Je suis d’accord avec votre vision d’un tel Québec, mais dans le Canada.

Loco locass a fait une excellente chanson(l’hymne à Québec). Il devrait en faire une car ils ont beaucoup de talent.

Je suis d’accord avec Jean-François, à mon avis et en tout respect pour Raoul Luoar Yaugud Duguay Le plus beau voyage de Claude Gauthier, http://www.youtube.com/watch?v=YGcmYIUl8Dc lui est supérieur.

Ça c’est un hymne qui a l’air d’un hymne. Il suffirait de revoir un peu certaines strophes, surtout vers la fin, mais toute l’émotion dans le texte et la musique en font certainement ce qui est le plus achevé en matière d’hymne Québécois.

À force d’exister dans les mots, dans les chansons, dans les récits et les poèmes, c’est comme si le pays n’avait plus besoin d’exister « pour de vrai ». Quand ils voyagent à l’étranger ils insistent pour dire qu’ils sont Québécois … quand vient le temps de voter à un référendum, c’est une autre histoire!

Et la Marseillaise, par exemple ? Ce n’est pas « pompeux », peut-être? Avez-vous lu les paroles de la version longue de Duguay? C’est superbe. Peut-être que c’était maladroit de nommer la pièce « O Kébèk! », sans l’orthographe actuel (mais il n’en reste pas moins que ce sont les Algonquins qui avaient baptisé le territoire en l’écrivant presque semblablement « Kébec », voulant dire, comme vous le savez sans doute, « là où le fleuve se rétrécit » (i.e. la ville de Québec). Peut-être que ç’aurait été plus rassembleur d’organiser un concours aussi ? Mais un hymne se doit d’être solennel, rassembleur, faisant référence à notre histoire ainsi qu’à notre avenir. Ce que fait M. Duguay. Ses efforts ne méritent pas un tel accueil. Je suis très déçue des réactions agressives et méchantes de mes concitoyens, pour lui. On dirait que pour les Québécois, le mot d’ordre c’est : « Je chiale, donc j’existe! ».

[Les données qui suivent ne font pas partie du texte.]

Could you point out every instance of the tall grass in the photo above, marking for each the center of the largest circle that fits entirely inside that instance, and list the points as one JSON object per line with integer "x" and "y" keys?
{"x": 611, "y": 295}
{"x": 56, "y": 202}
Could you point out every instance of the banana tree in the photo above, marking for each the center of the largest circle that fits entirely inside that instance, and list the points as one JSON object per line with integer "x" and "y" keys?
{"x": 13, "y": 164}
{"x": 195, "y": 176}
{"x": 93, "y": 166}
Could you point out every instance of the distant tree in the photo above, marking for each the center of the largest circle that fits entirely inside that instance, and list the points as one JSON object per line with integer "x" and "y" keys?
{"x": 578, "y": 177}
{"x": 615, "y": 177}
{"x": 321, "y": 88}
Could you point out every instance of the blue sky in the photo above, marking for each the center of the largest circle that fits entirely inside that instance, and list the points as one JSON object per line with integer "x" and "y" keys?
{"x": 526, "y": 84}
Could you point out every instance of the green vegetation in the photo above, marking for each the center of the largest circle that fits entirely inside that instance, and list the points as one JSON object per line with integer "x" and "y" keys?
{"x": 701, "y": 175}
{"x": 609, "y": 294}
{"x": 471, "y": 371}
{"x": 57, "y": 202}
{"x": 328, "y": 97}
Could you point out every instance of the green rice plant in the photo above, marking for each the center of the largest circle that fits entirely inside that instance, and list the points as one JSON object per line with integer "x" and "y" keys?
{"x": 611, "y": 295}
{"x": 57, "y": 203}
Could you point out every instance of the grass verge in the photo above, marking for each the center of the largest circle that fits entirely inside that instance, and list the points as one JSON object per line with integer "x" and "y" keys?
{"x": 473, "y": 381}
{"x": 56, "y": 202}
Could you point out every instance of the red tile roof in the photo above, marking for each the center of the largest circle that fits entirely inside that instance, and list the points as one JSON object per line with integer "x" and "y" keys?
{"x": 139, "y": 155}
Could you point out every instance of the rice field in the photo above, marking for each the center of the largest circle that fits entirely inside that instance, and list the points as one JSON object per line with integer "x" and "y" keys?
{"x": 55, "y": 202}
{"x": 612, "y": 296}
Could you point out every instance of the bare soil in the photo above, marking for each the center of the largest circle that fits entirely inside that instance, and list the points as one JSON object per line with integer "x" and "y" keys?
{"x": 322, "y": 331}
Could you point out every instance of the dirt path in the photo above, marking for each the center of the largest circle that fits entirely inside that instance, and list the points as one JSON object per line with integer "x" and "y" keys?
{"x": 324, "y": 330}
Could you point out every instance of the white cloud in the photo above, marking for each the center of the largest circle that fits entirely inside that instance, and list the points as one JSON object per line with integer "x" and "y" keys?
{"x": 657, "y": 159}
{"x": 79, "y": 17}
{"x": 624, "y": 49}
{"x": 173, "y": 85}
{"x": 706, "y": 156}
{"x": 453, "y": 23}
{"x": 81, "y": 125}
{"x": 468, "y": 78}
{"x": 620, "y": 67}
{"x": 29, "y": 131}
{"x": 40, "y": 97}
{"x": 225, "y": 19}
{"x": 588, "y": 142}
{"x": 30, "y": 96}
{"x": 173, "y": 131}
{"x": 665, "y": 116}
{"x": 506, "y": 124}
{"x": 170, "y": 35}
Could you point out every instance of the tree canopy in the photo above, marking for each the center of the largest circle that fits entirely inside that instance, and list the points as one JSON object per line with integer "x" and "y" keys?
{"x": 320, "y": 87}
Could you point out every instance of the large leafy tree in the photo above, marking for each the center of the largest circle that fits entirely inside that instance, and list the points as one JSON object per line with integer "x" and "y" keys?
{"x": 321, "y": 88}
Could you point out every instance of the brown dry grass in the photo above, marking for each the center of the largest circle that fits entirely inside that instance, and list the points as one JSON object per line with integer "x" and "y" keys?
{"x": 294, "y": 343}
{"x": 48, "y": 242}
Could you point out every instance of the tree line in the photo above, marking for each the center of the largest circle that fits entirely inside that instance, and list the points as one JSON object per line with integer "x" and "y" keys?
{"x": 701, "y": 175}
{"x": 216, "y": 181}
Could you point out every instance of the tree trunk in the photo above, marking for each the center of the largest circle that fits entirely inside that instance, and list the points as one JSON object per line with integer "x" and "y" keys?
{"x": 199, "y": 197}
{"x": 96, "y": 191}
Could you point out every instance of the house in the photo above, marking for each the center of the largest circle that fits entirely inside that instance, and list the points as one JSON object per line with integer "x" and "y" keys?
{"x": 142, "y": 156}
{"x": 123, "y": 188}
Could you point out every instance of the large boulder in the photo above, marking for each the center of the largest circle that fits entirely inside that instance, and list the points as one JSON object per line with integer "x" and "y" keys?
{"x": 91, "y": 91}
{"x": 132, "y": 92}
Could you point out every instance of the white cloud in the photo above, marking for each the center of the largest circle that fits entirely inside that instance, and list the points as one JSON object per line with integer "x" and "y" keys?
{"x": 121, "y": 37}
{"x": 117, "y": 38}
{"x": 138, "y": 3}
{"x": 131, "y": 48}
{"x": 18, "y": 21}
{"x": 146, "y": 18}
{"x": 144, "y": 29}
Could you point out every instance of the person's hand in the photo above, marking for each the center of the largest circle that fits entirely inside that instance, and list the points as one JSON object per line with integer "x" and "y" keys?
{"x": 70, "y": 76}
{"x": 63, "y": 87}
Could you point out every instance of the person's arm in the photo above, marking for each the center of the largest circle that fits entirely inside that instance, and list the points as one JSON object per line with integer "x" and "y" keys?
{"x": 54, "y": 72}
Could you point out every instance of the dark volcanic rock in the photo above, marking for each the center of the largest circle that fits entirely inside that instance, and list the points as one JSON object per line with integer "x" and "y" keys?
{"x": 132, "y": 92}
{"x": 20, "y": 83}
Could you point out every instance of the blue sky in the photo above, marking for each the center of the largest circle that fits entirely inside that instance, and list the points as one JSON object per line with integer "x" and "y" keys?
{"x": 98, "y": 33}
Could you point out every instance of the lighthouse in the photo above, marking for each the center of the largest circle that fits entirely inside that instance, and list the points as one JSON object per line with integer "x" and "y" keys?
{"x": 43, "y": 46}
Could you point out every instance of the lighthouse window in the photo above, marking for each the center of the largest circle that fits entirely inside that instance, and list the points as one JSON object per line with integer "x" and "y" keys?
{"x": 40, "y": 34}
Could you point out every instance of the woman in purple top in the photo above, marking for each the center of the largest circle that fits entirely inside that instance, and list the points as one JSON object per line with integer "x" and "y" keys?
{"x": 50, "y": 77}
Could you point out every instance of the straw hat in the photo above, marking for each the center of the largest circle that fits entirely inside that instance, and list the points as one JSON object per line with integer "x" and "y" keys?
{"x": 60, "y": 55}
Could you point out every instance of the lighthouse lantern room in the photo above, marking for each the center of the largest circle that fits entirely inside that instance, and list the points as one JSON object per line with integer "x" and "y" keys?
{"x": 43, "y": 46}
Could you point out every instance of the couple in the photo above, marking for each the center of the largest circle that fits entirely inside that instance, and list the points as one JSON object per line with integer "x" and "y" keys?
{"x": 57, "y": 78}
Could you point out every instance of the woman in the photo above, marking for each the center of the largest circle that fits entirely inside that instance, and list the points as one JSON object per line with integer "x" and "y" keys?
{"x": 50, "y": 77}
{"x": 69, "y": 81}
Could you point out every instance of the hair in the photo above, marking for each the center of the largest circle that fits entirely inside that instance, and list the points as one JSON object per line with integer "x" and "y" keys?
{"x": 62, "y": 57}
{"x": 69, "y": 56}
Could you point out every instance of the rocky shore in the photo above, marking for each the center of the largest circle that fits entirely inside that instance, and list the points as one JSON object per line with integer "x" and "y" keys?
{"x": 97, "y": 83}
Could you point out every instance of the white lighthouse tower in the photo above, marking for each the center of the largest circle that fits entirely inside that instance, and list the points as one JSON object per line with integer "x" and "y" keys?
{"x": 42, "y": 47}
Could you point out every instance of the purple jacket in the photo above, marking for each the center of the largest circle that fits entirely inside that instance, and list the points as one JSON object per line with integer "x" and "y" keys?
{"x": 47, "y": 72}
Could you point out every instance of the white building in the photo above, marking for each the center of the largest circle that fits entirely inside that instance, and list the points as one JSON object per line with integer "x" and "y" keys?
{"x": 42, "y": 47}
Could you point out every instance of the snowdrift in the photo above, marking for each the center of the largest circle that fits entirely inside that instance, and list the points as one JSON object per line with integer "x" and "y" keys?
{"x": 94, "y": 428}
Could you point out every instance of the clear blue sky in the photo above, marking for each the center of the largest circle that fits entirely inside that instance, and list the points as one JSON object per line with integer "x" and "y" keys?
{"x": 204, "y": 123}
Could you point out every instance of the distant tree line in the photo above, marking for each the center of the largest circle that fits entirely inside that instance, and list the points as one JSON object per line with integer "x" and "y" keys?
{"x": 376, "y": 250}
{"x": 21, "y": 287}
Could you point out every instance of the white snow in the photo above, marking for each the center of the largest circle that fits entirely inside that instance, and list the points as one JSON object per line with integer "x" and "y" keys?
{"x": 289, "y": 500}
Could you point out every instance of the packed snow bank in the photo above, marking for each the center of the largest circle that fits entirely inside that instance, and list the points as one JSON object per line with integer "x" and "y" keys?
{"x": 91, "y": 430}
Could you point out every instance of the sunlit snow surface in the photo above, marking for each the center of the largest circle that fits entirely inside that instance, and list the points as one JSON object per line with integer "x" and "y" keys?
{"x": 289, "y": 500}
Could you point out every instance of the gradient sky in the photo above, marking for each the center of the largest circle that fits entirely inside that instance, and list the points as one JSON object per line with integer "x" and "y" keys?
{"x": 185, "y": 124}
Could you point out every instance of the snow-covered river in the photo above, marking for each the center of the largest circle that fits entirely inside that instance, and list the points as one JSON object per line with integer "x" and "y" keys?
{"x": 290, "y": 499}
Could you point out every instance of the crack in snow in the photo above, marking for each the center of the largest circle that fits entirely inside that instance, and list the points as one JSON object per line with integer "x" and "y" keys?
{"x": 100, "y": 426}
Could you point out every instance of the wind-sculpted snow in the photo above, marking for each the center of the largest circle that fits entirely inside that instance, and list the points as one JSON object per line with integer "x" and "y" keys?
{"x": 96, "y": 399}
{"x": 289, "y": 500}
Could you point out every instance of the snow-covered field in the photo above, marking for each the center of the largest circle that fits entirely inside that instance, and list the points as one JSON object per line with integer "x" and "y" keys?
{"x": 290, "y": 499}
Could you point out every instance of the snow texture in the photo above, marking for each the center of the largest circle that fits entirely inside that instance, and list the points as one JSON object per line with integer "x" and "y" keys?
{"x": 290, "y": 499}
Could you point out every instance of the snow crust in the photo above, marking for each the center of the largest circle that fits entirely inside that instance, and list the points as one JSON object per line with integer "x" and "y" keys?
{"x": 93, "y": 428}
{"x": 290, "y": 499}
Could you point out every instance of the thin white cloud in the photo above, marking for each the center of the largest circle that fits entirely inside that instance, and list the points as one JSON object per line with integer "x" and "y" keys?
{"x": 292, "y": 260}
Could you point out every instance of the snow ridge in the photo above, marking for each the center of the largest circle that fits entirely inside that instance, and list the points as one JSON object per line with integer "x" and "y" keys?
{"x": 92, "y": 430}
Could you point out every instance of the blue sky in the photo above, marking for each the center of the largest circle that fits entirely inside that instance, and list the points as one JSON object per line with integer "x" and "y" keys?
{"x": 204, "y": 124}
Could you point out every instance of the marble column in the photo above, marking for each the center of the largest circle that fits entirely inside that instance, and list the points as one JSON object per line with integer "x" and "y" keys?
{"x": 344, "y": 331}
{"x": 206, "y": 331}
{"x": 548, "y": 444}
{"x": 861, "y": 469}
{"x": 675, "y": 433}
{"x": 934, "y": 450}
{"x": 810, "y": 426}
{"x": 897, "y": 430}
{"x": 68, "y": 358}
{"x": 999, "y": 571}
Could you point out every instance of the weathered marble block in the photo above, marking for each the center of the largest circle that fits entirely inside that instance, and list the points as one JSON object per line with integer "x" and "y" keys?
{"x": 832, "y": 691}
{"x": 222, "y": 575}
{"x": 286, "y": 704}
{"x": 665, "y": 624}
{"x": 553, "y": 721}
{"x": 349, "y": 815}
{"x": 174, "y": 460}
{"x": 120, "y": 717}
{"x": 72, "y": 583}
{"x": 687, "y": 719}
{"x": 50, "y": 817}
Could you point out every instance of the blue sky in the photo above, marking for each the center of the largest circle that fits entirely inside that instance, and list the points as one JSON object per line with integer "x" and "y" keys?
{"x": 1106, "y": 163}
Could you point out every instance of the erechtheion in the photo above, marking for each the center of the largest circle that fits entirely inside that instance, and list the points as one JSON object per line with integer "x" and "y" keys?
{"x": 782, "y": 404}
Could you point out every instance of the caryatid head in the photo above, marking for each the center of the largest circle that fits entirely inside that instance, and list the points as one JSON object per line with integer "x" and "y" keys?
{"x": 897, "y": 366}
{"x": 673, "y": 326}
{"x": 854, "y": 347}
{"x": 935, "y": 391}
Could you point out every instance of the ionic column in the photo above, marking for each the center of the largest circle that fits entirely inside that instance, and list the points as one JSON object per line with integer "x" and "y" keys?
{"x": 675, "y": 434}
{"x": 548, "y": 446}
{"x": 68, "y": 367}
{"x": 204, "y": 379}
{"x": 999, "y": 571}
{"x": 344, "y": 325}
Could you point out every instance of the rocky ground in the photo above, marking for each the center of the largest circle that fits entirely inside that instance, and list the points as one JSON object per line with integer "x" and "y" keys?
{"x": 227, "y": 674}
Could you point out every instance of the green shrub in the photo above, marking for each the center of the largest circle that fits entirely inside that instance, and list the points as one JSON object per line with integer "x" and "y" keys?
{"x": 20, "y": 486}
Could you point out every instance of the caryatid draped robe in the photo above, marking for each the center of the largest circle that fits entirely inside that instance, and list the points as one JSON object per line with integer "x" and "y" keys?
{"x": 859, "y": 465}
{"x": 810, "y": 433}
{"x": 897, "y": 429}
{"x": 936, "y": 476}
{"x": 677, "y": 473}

Vous avez bien raison M.Lisée.L’hymne de Raoul ressemble plus à un extrait de comédie musical,surtout dans sa version longue,qu’à un hymne national du 21 ième siècle.C’est certain que les hymnes séculaires (La Marseillaise et l Ô Canada)ne font pas dans la dentelle du patriotisme.Mais les siècles changent.Dire une fois qu’on est accueillant c’est assez;pas besoin de tartiner dans un lyrisme dégoulinant.Pareil pour notre grand fleuve St-Laurent;à force de l’évoquer le sort va provoquer de grandes marées qui vont causer des inondations…Sacré Raoul-va!Il doit avoir savouré du bon petit rouge en composant cela…Je le préfère dans « la bite à Ti-bi »…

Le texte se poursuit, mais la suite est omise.